Re: problem with linux 2.2.15pre4 + Rik's VM fix

From: Rik van Riel (riel@nl.linux.org)
Date: Thu Jan 27 2000 - 11:23:49 EST


On 26 Jan 2000, Kevin Fenzi wrote:

> I just booted into 2.2.15pre4 + Rik's vm fix...
>
> Could this vm problem be related a problem I have been seeing for
> a while sporadically:
>
> 2.2.14 after about 2 weeks I got a slocate process stuck in
> wait_on_buffer (disk wait).
>
> 2.2.14pre4 after about 2 days I got the same thing.

This sounds exactly like what we've been expecting. The problem
can show up in 2.2.14 and earlier, but it showed up so rarely
that we never managed to track it down, or even identify it.

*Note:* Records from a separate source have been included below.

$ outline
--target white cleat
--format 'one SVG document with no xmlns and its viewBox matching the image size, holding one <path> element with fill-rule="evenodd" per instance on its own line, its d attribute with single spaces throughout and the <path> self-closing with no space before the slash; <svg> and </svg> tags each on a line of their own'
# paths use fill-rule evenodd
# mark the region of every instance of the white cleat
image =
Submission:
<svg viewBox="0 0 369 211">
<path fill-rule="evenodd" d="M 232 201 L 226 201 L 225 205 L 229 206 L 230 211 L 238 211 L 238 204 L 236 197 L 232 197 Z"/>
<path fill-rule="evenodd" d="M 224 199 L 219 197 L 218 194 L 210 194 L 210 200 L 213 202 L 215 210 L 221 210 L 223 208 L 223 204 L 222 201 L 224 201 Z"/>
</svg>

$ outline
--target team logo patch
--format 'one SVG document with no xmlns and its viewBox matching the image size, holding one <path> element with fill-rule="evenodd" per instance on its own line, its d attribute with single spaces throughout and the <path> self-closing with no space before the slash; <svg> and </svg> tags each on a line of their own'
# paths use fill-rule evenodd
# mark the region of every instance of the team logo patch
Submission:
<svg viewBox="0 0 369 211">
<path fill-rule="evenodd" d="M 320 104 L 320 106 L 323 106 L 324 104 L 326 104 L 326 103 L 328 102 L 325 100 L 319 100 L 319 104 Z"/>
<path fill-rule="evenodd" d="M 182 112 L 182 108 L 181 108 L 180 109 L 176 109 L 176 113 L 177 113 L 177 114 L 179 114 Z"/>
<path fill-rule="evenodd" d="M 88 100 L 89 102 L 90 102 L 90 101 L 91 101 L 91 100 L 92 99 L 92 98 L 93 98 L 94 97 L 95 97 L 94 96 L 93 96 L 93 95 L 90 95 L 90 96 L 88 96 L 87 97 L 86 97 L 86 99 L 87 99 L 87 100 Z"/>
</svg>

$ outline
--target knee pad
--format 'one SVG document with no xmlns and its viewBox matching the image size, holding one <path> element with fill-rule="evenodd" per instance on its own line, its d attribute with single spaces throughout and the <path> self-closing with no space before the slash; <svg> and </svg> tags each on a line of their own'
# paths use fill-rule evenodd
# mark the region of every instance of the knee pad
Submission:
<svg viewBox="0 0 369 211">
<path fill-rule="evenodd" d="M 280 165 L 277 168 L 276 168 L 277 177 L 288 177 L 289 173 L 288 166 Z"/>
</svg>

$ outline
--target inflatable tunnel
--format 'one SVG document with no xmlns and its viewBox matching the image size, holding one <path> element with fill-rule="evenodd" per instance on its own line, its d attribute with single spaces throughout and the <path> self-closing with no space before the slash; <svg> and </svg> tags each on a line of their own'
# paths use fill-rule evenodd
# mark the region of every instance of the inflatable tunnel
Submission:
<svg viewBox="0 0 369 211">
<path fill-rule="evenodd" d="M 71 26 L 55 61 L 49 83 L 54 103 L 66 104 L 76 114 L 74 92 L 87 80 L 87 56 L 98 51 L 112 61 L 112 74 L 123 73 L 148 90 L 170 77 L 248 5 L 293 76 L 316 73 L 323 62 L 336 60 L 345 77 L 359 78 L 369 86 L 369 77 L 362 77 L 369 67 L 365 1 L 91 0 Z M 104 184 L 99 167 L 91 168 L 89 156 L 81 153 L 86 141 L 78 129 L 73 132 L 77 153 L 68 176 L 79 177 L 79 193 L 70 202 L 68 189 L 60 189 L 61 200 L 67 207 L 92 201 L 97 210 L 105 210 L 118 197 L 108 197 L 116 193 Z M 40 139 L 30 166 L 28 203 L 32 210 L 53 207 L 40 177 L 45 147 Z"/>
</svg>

With the new VM code the problem is more likely to occur and we
found it pretty quickly. My VMfix patch contains code to work
around the problem and alert us of buggy pieces of code calling
__get_free_pages()...

> Could this be slocate holding some kind of buffer lock?

Indeed. The program holds a lock and then tries to allocate some
memory. But if there isn't enough free memory available at that
moment, it might have to sleep for a while ...

Nothing wrong with that, TASK_RUNNING processes will be woken up
again pretty soon. BUT, non-running processes will be removed from
the runqueue and not woken up again. There's code in the kernel
that cannot sleep, yet calls __get_free_pages() with __GFP_WAIT
set.

> >>EIP; c011e595 <do_anonymous_page+2d/80> <=====
> >>EIP; c011e0f9 <do_wp_page+19/200> <=====

It's unlikely that these are the culprits. Other pieces of code
are calling them with task->state != TASK_RUNNING...
(time for more of this debugging code)

> I now have my slocate set to run under strace tonight so I can see
> where it is locking up...if anyone has any ideas why it's
> happening or has seen the same thing, I would love to hear it.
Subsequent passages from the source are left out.